The most highly anticipated sitcom crossover event in the history of Philadelphia has an unusual but brilliant format devised by Abbott Elementary creator and It’s Always Sunny in Philadelphia superfan Quinta Brunson. Instead of picking one series for the two shows to join forces upon and subject the fans of the visiting team to unfamiliar camera angles and editing decisions, both Abbott and Always Sunny get a turn with the crossover, first in the Abbott midseason premiere “Volunteers” that released earlier this month and then in a yet-untitled Always Sunny episode that will air during the show’s upcoming 17th season this June.

That means that, after forcing the Paddy’s Pub Gang to self-censor to fit in the TV-PG constraints and save some students from emotional scarring, Brunson and her co-stars will take a walk on the TV-MA side with all the unbridled vocabulary and graphic scenes featuring dog masturbation that come with it.

During Rob McElhenney's appearance on the Wednesday night episode of Jimmy Kimmel Live!, the It's Always Sunny in Philadelphia star and creator warned Abbott Elementary fans who are still too scared to venture over to the dark side of Hulu that Janine, Jacob and maybe even Ms. Barbara Howard herself will soon have to use some four-letter words that wont show up in the school spelling bee.

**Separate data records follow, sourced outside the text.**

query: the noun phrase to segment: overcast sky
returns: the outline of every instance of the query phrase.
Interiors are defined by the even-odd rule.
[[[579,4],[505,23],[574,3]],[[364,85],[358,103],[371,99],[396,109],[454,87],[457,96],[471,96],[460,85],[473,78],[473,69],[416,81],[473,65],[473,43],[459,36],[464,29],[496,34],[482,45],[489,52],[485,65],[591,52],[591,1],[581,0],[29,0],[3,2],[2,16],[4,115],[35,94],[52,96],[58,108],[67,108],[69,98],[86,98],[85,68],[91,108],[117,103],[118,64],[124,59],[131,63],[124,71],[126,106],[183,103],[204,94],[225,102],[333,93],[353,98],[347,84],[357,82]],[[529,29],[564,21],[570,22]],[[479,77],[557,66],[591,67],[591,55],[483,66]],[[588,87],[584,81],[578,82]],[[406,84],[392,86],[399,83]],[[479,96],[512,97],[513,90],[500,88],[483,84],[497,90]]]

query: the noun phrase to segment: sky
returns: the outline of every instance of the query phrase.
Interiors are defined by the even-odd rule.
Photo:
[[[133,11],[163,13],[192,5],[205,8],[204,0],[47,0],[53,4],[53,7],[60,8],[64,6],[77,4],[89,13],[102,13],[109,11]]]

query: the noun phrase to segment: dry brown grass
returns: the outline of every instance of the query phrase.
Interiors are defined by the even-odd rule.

“The way that we looked at the episodes is that we shot the same story from two different perspectives,” McElhenney explained of the crossovers conceit, then understating, “Abbott has a very specific family tone, Sunny has a very specific un-family tone. But we thought it would be interesting if we told the same story, except told through the prism of each individual tone.”

Kimmel then asked his guest, “So we wont see the characters from Abbott Elementary cursing and being deplorable, will we?”

“Oh,” McElhenney relished, “yes we will.”

McElhenney explained that, since the cast of Always Sunny paid their dues and their debt to society while pretending to be upstanding citizens, its now their turn to make the working stiffs of West Philly sink to the South Philly level. “Well, we had to play nice on their show, and we got them to play bad on ours,” McElhenney puckishly teased.

Even if they may have personal objections to the obscene language of It's Always Sunny in Philadelphia, the Abbott Elementary characters should count their blessings that they only have to play bad, not play CharDee MacDennis.